Final Peak Call Format (v1.1 and above; BED6+5)

• Column 1: Chromosome
• Column 2: Start position
• Column 3: End position
• Column 4: Name (peak rank based on score, 1 being the highest rank)
• Column 5: Score (integer value of "100 * fold change", maxed at 1000 per BED format specification)
• Column 6: Strand
• Column 7: Log2 Fold change (normalized output/input ratio, in log2 space)
• Column 8: Input fragment coverage (total fragments across/within replicate(s))
• Column 9: Output fragment coverage (total fragments across/within replicate(s))
• Column 10: -log10 of P-value
• Column 11: -log10 of Q-value (Benjamini-Hochberg False Discovery Rate, FDR)

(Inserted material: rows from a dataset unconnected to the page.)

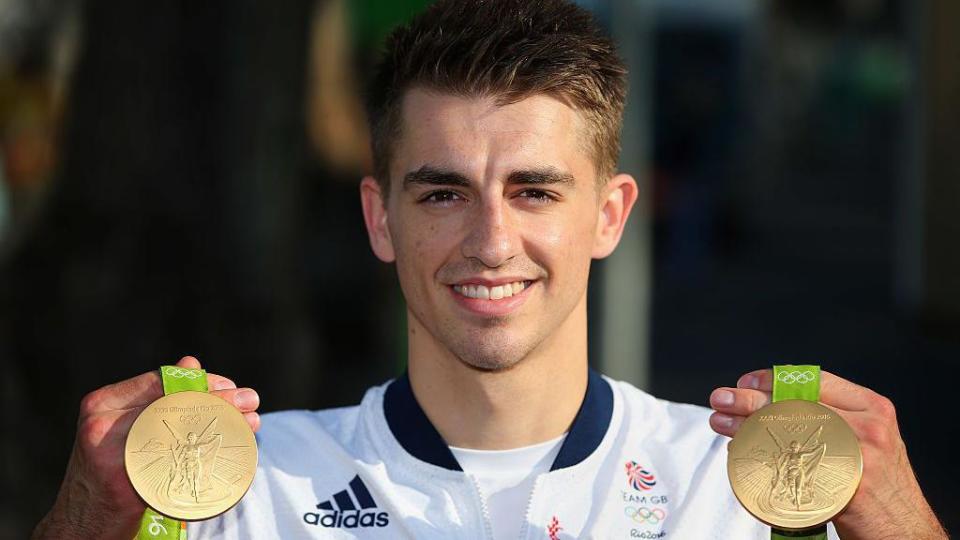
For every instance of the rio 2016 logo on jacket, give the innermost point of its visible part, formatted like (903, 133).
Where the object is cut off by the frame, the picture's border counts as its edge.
(343, 513)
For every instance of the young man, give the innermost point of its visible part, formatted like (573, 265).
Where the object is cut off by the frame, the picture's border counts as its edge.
(496, 133)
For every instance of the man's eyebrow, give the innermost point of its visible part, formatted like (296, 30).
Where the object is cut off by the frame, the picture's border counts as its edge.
(545, 175)
(435, 177)
(439, 177)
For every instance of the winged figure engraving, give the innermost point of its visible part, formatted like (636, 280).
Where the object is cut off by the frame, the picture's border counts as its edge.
(796, 468)
(791, 479)
(191, 469)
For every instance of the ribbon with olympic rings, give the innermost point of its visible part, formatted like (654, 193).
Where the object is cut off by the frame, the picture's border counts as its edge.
(794, 377)
(796, 382)
(642, 514)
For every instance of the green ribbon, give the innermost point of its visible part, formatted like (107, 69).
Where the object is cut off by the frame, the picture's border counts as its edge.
(797, 382)
(153, 524)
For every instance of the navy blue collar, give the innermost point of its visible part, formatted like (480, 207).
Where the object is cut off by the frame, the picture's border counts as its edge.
(417, 435)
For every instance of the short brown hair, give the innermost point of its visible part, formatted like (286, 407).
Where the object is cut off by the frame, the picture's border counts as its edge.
(509, 50)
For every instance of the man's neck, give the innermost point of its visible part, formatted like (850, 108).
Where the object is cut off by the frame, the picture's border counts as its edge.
(534, 401)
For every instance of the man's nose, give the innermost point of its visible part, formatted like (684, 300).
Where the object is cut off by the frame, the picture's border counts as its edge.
(491, 238)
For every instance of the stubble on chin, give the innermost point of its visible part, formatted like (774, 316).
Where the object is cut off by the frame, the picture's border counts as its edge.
(489, 350)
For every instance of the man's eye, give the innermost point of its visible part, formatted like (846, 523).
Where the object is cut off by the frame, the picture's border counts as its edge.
(441, 197)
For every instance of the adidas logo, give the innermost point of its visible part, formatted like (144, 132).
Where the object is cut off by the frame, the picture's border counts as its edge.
(351, 508)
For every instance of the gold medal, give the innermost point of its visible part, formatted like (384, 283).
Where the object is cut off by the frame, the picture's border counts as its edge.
(191, 455)
(794, 464)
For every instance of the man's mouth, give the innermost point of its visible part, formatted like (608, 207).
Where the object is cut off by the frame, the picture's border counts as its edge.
(496, 292)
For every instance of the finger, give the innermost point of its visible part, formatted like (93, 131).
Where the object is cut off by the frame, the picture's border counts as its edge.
(244, 399)
(135, 392)
(761, 379)
(726, 424)
(253, 420)
(738, 401)
(189, 362)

ENCODE MPRA/STARR-seq BED6+5 common file format: https://www.encodeproject.org/documents/9f5d2b5a-bd29-4983-9c01-fab4ab8b5ea2/

Final Peak Call Format (up to v1.0; BED6+4)

• Column 1: Chromosome
• Column 2: Start position
• Column 3: End position
• Column 4: Name (peak rank based on score, 1 being the highest rank)
• Column 5: Score (integer value of "100 * fold change", maxed at 1000 per BED format specification)
• Column 6: Strand
• Column 7: Fold change (output/normalized-input)
• Column 8: Output fragment coverage
• Column 9: -log10 of P-value
• Column 10: -log10 of Q-value (Benjamini-Hochberg False Discovery Rate, FDR)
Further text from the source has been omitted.